Antarctica: A Year on Ice is the first feature film by New Zealand filmmaker Anthony B. Powell. This documentary is set in Antarctica, specifically in the Ross Island region, which is home to two research bases: United States' McMurdo Station and New Zealand's Scott Base.

It chronicles a year of time spent living and working at these remote stations; the summer season (October to February) when the sun shines 24 hours a day and the long dark winter (February to October) where the sun goes down for four long months and darkness envelopes the environment. The film focuses on the everyday workers that keep the stations and the equipment running so the scientists can complete their work. Interviewees include a helicopter pilot, fireman, firehouse dispatcher, cook, mechanic, storekeeper, storeman, finance person, administrative person, and operations manager.

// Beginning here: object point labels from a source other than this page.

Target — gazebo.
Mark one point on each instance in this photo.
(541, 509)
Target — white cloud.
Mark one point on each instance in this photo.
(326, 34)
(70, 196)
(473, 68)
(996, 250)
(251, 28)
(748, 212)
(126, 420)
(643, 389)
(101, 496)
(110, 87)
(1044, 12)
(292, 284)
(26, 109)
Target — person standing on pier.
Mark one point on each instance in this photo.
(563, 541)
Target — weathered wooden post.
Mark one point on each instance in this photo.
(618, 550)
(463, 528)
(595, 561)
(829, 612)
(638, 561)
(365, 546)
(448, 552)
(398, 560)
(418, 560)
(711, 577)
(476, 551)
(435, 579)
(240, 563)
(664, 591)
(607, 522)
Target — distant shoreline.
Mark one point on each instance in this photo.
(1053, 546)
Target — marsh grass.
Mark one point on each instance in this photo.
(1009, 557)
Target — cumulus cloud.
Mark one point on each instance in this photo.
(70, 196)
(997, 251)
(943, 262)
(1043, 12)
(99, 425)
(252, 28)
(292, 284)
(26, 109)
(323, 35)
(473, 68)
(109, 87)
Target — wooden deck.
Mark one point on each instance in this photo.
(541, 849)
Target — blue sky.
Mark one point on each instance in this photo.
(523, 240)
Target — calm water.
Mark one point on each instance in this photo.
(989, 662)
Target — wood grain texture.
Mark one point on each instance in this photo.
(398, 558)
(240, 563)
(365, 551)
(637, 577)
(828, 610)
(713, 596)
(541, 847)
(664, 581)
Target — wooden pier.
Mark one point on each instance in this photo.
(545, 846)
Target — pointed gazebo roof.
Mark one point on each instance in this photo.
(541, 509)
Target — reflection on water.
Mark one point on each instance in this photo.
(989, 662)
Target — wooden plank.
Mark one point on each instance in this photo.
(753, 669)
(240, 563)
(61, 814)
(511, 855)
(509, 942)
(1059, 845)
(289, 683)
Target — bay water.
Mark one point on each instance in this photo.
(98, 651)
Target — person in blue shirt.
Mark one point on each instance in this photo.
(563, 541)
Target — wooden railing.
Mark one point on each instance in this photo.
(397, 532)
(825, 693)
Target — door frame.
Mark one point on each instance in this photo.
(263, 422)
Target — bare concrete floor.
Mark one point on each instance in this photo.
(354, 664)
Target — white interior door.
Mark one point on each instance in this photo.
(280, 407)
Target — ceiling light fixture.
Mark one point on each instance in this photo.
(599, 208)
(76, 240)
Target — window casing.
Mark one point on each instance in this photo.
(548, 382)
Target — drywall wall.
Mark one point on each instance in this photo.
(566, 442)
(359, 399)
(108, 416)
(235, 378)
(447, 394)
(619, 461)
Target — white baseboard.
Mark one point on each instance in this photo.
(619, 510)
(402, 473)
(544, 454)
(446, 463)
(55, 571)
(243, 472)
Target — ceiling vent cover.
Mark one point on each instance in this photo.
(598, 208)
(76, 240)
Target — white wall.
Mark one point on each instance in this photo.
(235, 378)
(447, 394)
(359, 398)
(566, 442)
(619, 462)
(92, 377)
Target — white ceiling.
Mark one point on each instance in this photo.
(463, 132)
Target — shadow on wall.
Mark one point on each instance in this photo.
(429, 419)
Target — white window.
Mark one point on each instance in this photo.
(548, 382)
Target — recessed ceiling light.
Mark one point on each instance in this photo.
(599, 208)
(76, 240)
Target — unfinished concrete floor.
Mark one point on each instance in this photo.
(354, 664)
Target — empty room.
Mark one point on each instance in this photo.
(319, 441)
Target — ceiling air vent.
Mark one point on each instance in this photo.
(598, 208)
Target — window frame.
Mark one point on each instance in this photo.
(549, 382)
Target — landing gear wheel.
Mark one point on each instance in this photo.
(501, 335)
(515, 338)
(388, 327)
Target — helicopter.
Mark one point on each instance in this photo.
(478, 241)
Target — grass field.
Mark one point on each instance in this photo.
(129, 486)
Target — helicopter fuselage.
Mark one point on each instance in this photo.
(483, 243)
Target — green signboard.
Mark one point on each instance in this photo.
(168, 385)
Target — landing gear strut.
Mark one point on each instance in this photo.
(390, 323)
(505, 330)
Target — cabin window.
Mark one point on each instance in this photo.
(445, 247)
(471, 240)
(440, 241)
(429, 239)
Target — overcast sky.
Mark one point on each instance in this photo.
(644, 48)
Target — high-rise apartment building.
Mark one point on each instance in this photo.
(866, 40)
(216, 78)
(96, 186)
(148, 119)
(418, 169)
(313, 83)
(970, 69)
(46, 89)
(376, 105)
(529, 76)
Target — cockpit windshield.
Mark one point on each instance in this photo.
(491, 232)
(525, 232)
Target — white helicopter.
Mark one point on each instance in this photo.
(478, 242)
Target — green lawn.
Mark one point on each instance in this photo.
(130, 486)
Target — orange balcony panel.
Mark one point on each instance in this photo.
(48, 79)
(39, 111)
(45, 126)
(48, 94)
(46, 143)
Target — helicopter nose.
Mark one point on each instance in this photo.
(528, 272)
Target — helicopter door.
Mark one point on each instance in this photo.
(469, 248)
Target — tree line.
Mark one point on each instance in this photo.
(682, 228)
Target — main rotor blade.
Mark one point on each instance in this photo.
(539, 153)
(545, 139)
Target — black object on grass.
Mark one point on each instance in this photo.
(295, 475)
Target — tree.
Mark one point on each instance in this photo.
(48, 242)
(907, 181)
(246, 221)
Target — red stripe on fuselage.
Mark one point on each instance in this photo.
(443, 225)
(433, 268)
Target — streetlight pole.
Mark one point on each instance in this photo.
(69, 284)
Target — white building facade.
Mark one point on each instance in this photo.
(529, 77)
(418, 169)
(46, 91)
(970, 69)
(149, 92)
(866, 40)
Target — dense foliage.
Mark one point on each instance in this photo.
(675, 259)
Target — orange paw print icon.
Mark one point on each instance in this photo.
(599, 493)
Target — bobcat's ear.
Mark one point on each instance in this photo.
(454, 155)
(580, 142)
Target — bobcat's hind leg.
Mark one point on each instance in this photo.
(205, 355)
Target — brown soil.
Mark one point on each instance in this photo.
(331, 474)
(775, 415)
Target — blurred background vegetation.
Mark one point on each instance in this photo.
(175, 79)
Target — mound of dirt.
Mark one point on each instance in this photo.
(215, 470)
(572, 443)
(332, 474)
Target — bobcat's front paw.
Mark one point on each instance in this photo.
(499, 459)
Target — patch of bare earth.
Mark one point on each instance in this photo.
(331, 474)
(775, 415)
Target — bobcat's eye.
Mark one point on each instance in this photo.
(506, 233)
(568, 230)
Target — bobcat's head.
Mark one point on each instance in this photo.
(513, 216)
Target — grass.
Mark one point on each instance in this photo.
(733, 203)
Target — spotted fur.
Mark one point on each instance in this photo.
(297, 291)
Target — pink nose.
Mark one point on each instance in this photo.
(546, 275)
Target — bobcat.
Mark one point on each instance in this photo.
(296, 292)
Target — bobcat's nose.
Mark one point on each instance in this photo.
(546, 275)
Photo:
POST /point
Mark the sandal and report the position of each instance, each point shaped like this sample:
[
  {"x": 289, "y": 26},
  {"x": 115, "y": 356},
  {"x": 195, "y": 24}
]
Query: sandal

Extensive use of time-lapse photography is used to document the changing seasons and the Antarctic landscapes. Powell had to invent many of his own camera systems to survive the extreme conditions of the deep Antarctic winter.

Powell's previous work includes footage for Discovery, National Geographic, and was featured in BBC's Frozen Planet.

The film also touches upon topics such as T3 Syndrome, which is when the T3 hormone in the brain is reassigned to the muscles of the body in an effort to protect it against the extreme cold. The film also describes how the community works and plays together including the annual New Year's party "Ice Stock".

The film's post-production was completed at Park Road Post Production in Wellington, New Zealand.

The film premiered at the 2013 New Zealand International Film Festival.

==Accolades==
- Winner: Best Documentary and People's Choice. Calgary International Film Festival.
- Winner: Discovery Award Best First Film (Documentary Category) and People's Choice. Calgary International Film Festival.